Gaythri Raman gives us a glimpse of life among modest geniuses of Silicon Valley.
I am told that it all started when Bill Hewlett and Dave Packard chose a detached garage back in the 1930s – I’mguessing out of necessity. I imagine those to be humble circumstances, two people with a vision and a determination to make it a reality. Their fledgling electronics business needed to get off the ground and it seems like a pragmatic approach, setting up shop in a garage.
Today, the Silicon Valley tells the tale of giants. In the 1970s, Steve Jobs and Steve Wozniak famously started Apple in equally humble beginnings, in a garage in Los Altos, possibly inspired by those who dared to dream before them. Larry Page then launched Google in the late 1990s in yet another garage. The garages have become legends – those that inspire people to dream of changing the world. This is the mindset innate in people who live in this world – where technology wizards snub the conventional, gaze into their ultra-modern crystal ball and know which wave of the future they want to surf.
I spent a weekend in the Silicon Valley this summer. My friend Matt and his family, who live in the thick of this technology-driven world, spent time showing me their town, their home. I experienced a little bit of that wizardry, just enough to admire the way this world has shaped the lives of millions.

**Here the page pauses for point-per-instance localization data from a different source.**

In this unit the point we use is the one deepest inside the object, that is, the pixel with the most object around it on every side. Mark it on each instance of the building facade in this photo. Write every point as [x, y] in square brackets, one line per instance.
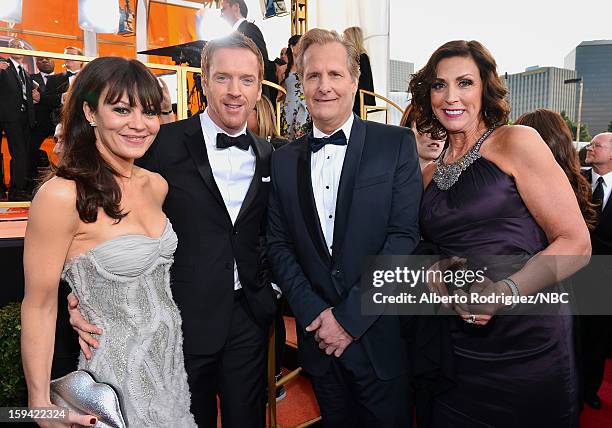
[592, 61]
[542, 87]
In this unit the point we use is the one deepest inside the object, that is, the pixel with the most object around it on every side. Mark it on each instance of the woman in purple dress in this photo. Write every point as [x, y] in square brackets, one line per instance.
[497, 190]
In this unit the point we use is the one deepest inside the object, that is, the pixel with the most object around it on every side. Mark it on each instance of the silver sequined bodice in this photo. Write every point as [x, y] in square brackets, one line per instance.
[123, 287]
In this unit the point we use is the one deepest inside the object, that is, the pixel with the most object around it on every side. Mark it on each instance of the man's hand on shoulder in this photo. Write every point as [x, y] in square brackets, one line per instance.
[82, 327]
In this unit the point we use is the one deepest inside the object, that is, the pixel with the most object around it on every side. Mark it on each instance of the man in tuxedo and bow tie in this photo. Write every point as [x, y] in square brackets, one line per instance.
[44, 126]
[349, 189]
[235, 13]
[17, 118]
[218, 177]
[596, 331]
[58, 84]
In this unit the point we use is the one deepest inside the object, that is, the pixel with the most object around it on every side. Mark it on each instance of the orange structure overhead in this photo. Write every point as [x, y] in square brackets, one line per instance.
[55, 26]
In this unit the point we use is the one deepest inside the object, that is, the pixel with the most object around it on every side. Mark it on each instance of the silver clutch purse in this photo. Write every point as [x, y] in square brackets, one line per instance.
[80, 393]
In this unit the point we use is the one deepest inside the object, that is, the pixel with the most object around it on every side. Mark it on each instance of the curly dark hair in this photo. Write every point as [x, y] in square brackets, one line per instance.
[81, 161]
[495, 107]
[556, 134]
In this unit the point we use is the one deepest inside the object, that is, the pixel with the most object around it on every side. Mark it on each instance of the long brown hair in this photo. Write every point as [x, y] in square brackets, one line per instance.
[557, 135]
[81, 161]
[495, 107]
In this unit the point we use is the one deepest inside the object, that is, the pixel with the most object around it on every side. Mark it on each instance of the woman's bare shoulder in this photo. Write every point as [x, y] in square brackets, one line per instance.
[55, 201]
[158, 184]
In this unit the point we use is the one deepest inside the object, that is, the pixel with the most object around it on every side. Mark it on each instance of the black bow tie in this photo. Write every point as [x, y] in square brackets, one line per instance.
[337, 138]
[242, 141]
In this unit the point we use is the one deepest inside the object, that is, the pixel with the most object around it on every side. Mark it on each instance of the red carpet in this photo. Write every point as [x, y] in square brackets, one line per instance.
[300, 405]
[600, 418]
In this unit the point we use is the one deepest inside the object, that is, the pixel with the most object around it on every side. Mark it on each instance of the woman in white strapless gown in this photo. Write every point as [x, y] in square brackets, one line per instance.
[97, 223]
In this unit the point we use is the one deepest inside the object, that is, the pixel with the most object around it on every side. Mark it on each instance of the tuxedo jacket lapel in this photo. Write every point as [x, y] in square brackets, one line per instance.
[350, 168]
[307, 203]
[194, 140]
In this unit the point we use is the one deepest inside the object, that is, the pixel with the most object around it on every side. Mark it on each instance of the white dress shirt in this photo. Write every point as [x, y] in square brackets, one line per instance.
[607, 185]
[233, 170]
[20, 67]
[325, 171]
[45, 76]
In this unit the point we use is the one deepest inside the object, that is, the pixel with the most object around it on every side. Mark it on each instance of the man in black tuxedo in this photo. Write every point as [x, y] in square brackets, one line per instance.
[44, 126]
[349, 189]
[218, 177]
[235, 13]
[17, 117]
[596, 331]
[58, 84]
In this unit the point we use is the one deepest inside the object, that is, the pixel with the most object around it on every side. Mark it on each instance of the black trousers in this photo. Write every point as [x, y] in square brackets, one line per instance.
[18, 137]
[236, 373]
[595, 336]
[355, 397]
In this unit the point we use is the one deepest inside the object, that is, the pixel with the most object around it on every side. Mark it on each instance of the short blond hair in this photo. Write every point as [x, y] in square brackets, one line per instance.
[236, 40]
[318, 36]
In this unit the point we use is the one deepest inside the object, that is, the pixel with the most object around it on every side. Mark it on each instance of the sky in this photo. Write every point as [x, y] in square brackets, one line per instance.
[519, 33]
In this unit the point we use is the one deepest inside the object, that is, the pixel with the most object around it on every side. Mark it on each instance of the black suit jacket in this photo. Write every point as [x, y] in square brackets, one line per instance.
[376, 213]
[12, 97]
[601, 236]
[42, 110]
[203, 271]
[57, 84]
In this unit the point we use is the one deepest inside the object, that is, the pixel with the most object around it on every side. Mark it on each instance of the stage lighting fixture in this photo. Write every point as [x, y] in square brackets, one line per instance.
[11, 11]
[210, 25]
[100, 16]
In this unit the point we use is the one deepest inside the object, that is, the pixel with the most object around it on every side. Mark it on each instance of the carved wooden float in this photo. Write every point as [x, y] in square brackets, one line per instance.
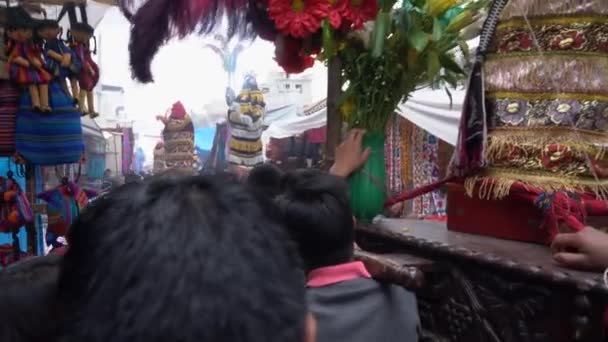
[473, 288]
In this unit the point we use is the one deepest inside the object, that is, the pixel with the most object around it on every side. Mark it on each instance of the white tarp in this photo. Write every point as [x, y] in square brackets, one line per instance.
[428, 109]
[431, 110]
[293, 125]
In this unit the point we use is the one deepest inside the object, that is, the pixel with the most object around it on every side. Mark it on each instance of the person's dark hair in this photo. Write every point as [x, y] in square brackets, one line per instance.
[266, 179]
[316, 211]
[181, 259]
[28, 293]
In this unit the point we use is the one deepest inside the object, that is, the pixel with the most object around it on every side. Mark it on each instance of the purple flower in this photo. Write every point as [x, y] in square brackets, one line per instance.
[564, 111]
[512, 112]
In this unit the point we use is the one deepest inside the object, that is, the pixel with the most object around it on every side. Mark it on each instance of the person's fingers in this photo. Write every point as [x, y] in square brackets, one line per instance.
[566, 241]
[574, 260]
[365, 156]
[359, 136]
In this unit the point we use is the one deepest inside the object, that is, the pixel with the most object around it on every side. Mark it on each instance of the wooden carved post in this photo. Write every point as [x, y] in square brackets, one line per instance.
[334, 119]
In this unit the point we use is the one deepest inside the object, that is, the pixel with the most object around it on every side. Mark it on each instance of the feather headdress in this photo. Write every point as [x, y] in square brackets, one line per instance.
[157, 21]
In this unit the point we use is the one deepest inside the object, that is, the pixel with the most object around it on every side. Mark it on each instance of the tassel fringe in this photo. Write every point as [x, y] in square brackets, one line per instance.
[494, 184]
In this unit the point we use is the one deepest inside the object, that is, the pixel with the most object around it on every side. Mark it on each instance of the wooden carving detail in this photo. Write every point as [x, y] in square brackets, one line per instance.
[469, 305]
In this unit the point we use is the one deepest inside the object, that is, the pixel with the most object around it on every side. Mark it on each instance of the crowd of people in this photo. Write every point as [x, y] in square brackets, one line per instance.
[206, 258]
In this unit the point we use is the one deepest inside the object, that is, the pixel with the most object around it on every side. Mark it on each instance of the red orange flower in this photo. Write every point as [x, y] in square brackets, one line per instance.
[298, 18]
[290, 56]
[357, 12]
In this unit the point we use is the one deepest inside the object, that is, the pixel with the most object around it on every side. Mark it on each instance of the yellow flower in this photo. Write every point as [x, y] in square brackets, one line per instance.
[436, 8]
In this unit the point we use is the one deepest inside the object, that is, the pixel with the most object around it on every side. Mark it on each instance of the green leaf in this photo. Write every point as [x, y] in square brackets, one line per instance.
[418, 39]
[448, 63]
[433, 65]
[450, 96]
[464, 48]
[437, 30]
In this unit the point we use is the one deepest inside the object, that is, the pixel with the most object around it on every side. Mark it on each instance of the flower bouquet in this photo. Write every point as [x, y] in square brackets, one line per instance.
[388, 50]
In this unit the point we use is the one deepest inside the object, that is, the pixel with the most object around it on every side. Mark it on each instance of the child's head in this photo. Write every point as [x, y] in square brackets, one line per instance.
[317, 213]
[48, 29]
[182, 259]
[28, 296]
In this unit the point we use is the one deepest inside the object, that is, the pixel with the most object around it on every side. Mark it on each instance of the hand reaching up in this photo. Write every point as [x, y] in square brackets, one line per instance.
[350, 155]
[587, 249]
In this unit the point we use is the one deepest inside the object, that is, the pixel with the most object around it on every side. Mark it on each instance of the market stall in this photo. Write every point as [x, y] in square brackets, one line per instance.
[531, 141]
[49, 139]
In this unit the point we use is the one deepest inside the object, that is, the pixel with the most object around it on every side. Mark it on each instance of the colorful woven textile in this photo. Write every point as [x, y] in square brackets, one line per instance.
[49, 139]
[178, 137]
[64, 204]
[546, 89]
[245, 118]
[9, 104]
[15, 208]
[425, 170]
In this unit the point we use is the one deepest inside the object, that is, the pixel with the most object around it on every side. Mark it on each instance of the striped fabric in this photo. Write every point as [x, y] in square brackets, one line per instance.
[49, 139]
[9, 103]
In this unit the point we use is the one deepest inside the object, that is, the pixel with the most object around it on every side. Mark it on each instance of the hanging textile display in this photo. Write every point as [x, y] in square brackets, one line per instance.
[60, 60]
[533, 134]
[246, 118]
[178, 136]
[425, 170]
[9, 102]
[159, 158]
[87, 78]
[47, 129]
[16, 210]
[64, 204]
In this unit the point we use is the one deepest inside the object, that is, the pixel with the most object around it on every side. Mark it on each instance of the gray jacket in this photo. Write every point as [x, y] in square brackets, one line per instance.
[364, 310]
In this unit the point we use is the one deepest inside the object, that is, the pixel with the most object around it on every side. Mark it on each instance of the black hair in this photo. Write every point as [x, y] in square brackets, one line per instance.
[83, 27]
[181, 259]
[47, 23]
[18, 18]
[316, 211]
[266, 179]
[28, 291]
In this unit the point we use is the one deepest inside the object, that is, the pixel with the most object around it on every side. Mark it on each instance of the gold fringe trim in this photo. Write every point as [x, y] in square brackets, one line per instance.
[496, 184]
[581, 142]
[546, 96]
[552, 20]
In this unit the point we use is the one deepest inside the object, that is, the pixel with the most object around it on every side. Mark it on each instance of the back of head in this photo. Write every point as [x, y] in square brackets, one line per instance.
[28, 292]
[181, 259]
[317, 213]
[266, 179]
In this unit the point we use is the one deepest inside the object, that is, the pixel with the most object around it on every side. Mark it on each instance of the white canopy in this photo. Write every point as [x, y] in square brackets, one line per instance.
[429, 109]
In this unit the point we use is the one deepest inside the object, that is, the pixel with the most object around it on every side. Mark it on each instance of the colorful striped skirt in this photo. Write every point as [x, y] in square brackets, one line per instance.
[49, 139]
[9, 104]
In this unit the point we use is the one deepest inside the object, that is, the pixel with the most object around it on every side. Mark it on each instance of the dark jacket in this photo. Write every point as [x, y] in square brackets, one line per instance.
[362, 309]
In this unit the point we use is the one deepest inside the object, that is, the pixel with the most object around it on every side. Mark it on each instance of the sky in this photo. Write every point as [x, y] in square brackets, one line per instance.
[183, 70]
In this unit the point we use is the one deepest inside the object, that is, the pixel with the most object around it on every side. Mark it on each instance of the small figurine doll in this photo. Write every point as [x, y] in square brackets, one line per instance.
[89, 74]
[25, 62]
[61, 61]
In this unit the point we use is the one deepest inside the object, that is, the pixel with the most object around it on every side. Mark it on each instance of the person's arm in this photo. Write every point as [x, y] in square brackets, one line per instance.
[587, 249]
[350, 155]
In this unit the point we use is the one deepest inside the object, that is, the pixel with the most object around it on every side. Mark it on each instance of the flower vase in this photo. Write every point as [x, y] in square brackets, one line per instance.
[368, 185]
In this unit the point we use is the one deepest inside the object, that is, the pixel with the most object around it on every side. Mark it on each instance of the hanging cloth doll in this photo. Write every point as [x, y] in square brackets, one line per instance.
[64, 204]
[61, 61]
[84, 82]
[178, 137]
[25, 63]
[246, 118]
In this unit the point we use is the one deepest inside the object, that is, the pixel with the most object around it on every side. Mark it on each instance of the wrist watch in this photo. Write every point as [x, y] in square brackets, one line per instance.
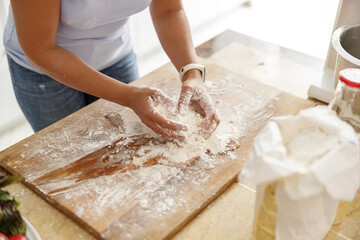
[197, 66]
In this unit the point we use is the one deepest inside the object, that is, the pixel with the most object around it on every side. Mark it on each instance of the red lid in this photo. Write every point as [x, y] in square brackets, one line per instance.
[350, 76]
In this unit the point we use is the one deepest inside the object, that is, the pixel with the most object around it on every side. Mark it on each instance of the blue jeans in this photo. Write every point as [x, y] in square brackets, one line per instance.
[44, 100]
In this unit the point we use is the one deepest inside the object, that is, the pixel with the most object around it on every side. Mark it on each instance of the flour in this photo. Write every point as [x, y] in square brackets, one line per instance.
[310, 145]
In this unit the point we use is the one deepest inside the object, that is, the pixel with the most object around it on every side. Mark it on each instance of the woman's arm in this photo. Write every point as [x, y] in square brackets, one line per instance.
[36, 23]
[173, 29]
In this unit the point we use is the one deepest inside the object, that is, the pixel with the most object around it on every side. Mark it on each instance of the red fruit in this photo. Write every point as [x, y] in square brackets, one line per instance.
[3, 237]
[18, 237]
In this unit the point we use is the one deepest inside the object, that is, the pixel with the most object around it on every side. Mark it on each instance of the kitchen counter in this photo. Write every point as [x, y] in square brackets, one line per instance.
[230, 215]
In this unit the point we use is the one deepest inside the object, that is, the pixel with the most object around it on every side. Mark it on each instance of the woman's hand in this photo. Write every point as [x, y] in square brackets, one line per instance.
[194, 93]
[143, 102]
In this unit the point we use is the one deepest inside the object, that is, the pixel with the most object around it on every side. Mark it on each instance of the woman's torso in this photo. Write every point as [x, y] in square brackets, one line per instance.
[97, 31]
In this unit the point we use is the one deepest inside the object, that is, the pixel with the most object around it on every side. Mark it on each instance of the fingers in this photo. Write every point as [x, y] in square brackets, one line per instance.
[160, 97]
[184, 100]
[209, 125]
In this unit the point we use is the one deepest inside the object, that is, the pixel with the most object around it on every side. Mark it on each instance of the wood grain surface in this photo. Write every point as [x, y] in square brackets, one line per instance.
[83, 164]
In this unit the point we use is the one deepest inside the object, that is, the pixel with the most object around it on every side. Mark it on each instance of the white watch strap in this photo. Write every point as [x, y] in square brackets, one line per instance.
[200, 67]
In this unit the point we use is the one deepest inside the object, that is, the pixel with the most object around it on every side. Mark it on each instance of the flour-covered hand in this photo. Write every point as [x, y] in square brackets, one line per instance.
[193, 93]
[143, 102]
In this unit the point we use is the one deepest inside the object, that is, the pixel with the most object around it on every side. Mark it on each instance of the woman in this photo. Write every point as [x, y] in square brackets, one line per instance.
[62, 53]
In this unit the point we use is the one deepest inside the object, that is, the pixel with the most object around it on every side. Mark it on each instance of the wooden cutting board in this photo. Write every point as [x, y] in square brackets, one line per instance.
[83, 164]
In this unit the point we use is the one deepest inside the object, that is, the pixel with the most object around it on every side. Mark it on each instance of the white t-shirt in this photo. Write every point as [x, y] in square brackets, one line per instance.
[97, 31]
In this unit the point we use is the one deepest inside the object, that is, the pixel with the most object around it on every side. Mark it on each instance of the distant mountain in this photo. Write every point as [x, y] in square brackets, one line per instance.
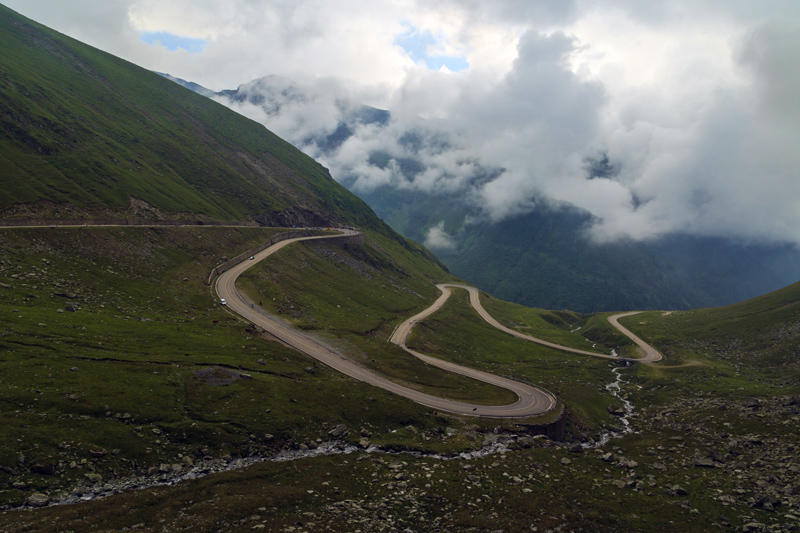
[86, 133]
[542, 258]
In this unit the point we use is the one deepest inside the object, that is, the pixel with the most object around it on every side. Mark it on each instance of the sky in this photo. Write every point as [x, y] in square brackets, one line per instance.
[658, 117]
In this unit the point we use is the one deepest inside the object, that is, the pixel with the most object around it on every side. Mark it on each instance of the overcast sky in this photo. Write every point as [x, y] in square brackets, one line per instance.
[695, 103]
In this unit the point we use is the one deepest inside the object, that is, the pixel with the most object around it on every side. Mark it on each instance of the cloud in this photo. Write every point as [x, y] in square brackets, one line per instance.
[655, 117]
[173, 42]
[437, 239]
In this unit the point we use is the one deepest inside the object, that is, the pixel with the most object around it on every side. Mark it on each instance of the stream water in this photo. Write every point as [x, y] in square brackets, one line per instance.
[500, 445]
[615, 388]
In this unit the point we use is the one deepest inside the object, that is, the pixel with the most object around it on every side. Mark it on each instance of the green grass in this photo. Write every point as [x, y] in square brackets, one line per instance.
[458, 334]
[146, 321]
[355, 296]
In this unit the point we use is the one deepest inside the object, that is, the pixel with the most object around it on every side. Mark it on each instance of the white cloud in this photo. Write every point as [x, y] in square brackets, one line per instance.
[438, 239]
[694, 100]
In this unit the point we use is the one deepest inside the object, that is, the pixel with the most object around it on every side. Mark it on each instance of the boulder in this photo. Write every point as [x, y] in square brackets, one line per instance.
[37, 499]
[338, 432]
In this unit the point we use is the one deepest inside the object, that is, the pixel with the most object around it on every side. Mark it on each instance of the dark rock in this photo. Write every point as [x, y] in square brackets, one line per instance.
[678, 490]
[339, 431]
[97, 452]
[705, 462]
[92, 477]
[37, 499]
[8, 470]
[43, 469]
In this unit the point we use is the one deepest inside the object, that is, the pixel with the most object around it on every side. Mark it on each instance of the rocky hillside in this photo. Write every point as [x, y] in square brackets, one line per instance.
[85, 133]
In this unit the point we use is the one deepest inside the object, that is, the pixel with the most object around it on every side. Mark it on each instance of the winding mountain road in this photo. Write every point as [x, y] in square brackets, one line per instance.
[532, 401]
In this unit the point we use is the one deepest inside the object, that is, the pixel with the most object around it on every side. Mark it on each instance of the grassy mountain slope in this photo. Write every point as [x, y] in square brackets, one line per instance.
[114, 361]
[80, 126]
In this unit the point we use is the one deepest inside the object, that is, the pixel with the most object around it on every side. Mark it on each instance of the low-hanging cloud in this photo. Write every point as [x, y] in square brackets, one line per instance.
[690, 105]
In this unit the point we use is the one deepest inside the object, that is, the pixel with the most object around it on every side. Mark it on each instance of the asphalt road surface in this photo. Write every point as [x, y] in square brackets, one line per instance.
[402, 332]
[532, 401]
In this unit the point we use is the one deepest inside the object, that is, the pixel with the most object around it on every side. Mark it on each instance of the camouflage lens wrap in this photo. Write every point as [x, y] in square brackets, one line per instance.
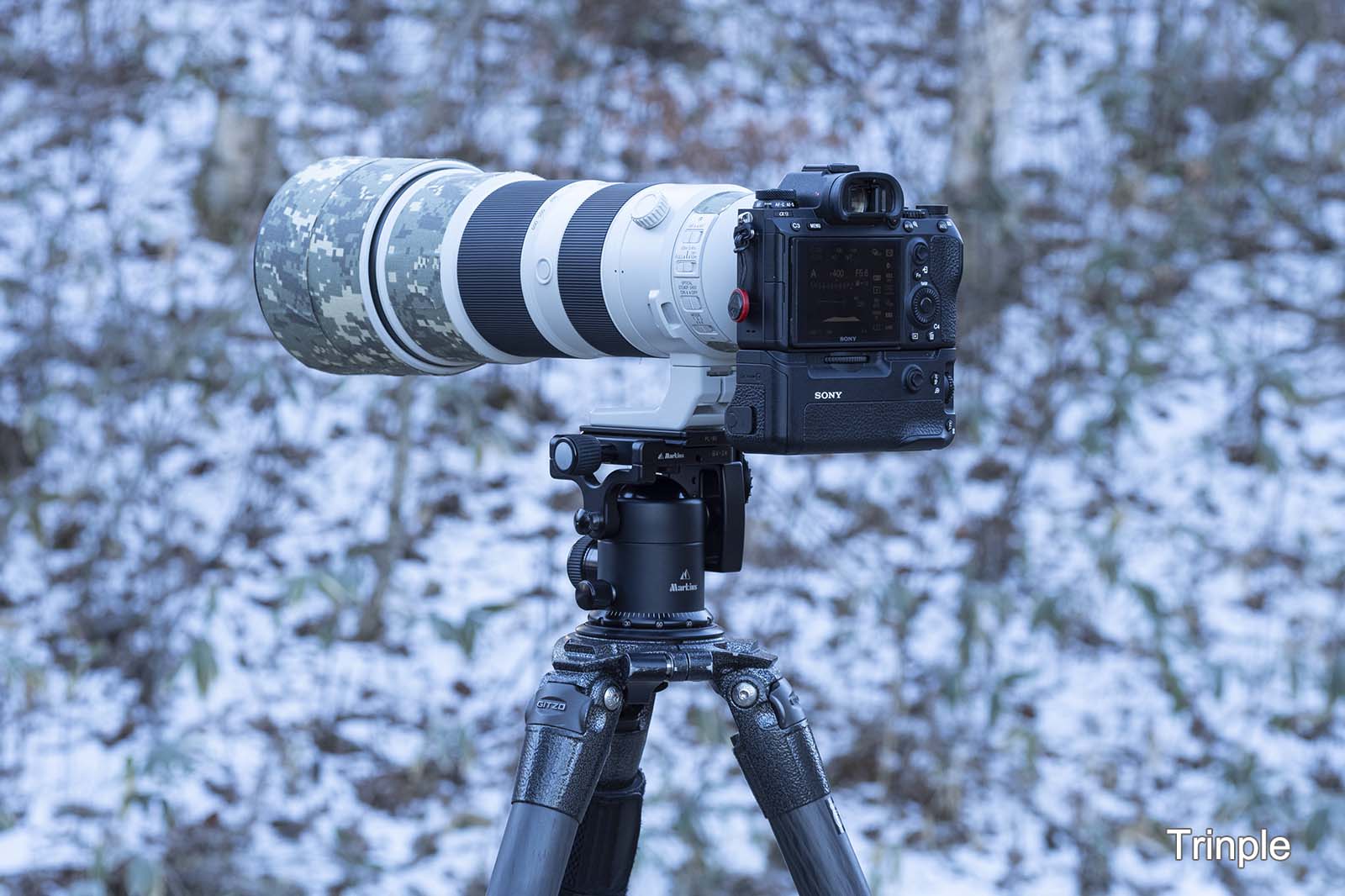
[334, 266]
[414, 287]
[280, 262]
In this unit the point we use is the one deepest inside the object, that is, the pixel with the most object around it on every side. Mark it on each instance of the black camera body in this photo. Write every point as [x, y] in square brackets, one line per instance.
[847, 318]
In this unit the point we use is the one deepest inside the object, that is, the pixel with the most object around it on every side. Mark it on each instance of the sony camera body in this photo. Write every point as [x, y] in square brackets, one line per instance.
[847, 318]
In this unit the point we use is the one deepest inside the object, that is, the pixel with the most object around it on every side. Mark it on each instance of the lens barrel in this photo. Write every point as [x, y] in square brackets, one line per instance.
[408, 266]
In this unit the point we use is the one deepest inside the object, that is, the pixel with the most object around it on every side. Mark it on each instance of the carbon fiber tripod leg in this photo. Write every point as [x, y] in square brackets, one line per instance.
[604, 848]
[571, 724]
[780, 761]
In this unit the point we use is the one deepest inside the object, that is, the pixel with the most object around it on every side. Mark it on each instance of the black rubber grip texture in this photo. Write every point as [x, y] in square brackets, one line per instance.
[578, 271]
[488, 260]
[946, 276]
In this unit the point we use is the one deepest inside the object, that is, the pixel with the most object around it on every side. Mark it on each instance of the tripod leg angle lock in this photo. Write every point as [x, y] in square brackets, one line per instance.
[672, 509]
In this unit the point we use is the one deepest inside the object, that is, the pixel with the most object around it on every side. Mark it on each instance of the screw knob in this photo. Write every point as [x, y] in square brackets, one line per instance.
[578, 455]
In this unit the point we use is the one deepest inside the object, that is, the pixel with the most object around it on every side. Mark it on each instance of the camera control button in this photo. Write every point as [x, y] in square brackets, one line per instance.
[925, 306]
[739, 306]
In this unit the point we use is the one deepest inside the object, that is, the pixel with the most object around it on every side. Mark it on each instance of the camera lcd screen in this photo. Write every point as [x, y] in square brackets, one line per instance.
[845, 291]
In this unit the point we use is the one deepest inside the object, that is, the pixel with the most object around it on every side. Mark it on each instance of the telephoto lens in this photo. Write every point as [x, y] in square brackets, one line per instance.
[408, 266]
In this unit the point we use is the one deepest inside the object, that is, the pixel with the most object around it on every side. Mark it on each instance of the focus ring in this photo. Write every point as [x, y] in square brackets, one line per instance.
[580, 269]
[488, 261]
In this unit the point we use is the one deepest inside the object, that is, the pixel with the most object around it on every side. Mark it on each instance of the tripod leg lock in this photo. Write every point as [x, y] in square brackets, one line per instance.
[773, 744]
[565, 744]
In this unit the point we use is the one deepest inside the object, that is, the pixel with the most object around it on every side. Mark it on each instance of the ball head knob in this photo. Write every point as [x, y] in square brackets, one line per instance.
[595, 595]
[575, 562]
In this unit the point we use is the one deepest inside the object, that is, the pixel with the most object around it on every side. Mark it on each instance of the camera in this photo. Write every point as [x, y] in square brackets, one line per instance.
[847, 316]
[837, 334]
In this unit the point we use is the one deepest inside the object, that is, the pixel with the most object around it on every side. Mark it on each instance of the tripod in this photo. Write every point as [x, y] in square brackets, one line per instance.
[650, 530]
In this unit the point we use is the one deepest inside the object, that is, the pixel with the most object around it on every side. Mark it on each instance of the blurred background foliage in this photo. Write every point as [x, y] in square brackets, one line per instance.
[271, 631]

Only in the Silicon Valley would you be driving around residential neighbourhoods and have your host point out Steve Job’s garage to you. Only in this world would you have the latest on-dits of Microsoft, Google, Apple and Facebook told to you with nonchalance, like this was nothing out of the ordinary. This is where you would see Evernote and Dropbox’s headquarters as you drive on the highway.
I visited the famous address – 1 Infinite Loop, the Apple headquarters, and I roamed the Google Complex with the delight of a child in a candy store. I marveled at the wealth and luxury with which the people here live and puzzled at how grounded these same folks are, living in this world.
I spent quality time engaging in meaningful conversations with my host and his family. I told tales of life in Asia and the idiosyncrasies of our people so that they would have a taste of my world, and Matt’s children, two of the most well behaved teenagers I have met, listened intently, curious, wanting to learn.
I learnt that innovation can be cultivated, circumstances can be created and people can be driven to ideate. I learnt that thinking out of the box results from talking to people outside your world and discovering an alternate world. I learnt that the vision comes first and pursuing it relentlessly brings success. I learnt that none of the giants pursued wealth and that is the formula to success. I learnt that changing the world can be fun.